The BBC wrote to the Metropolitan Police detailing the evidence gathered during the seven-month investigation.

Met Police Commissioner Sir Mark Rowley said his force had taken “immediate and unprecedented action to investigate these allegations”. It referred the allegations to the IOPC, whose director Amanda Rowe said: “We are treating this matter extremely seriously.”

Sir Mark said the Met has “dismantled the custody team at Charing Cross”, adding that more than 1,400 officers and staff have left or been dismissed since 2022 for failing to meet the Met’s standards, “the biggest clear-out in the force’s history”.

“Much more needs to be done to tackle the individuals and cliques whose appalling behaviour continues to let down their colleagues and Londoners,” he said. “Our resolve to identify, confront and get rid of them is absolute.”

Charing Cross police station was investigated nearly four years ago, but whistleblowers told Panorama problems still remained [BBC]

Panorama also wrote to the individual officers identified in this article. They have not responded.

After Sarah Everard was kidnapped, raped and murdered by a serving police officer in 2021, a review of the Met by Baroness Louise Casey concluded it was institutionally racist, homophobic and misogynistic.
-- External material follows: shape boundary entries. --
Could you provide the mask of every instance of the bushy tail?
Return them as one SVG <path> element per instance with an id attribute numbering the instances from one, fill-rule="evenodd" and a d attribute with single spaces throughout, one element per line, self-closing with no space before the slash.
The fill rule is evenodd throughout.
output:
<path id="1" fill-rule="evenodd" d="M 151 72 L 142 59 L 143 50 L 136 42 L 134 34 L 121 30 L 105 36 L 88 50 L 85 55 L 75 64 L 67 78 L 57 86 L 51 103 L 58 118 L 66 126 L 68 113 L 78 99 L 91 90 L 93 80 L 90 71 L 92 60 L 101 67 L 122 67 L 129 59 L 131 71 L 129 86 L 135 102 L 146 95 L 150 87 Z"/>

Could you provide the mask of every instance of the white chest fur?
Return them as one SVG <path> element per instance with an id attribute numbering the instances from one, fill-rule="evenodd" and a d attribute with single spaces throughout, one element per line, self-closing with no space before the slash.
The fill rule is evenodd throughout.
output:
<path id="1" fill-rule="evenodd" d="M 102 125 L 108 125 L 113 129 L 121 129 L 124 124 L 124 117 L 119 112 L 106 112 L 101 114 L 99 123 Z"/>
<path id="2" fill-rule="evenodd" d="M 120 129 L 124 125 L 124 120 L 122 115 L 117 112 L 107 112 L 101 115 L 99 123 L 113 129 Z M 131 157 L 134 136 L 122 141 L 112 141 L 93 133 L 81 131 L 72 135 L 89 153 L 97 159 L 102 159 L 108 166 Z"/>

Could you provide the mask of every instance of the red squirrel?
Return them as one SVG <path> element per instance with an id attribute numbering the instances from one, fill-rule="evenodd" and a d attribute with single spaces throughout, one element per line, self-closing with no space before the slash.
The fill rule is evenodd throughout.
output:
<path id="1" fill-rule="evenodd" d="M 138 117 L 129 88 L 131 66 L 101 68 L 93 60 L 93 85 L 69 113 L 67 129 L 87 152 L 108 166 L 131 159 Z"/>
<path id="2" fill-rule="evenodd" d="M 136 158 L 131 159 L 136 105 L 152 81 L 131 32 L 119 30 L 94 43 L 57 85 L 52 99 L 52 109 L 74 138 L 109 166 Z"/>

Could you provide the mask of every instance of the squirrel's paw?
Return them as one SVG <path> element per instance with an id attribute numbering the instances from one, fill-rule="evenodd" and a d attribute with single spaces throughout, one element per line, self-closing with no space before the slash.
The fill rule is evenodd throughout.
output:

Sir Mark Rowley accepted the review’s recommendations, but at the time did not accept that the problems were “institutional”.

In 2022, the force was put into special measures by the police inspectorate, a form of enhanced scrutiny which ended in January this year. At the time, Sir Mark said the force was making “massive progress”.

Former Attorney General Dominic Grieve, who also reviewed Panorama’s footage, said he was struck how high standards, values and discipline “didn’t seem to be present or being inculcated by the people who were in authority”, referring to the sergeants.

He said the behaviour of these officers undermined policing by consent and made the job harder in the long run.

The former chief constable, Ms Fish, said: “I’ve seen enough to say there is a highly toxic culture there of hyper-sexualised male behaviour, misogyny, racism, and gratuitous, unlawful violence.”

She said the Met leadership had never grasped “the significance, the scale and impact” of this culture. “It’s always been a rotten apple, not a rotten barrel,” she said.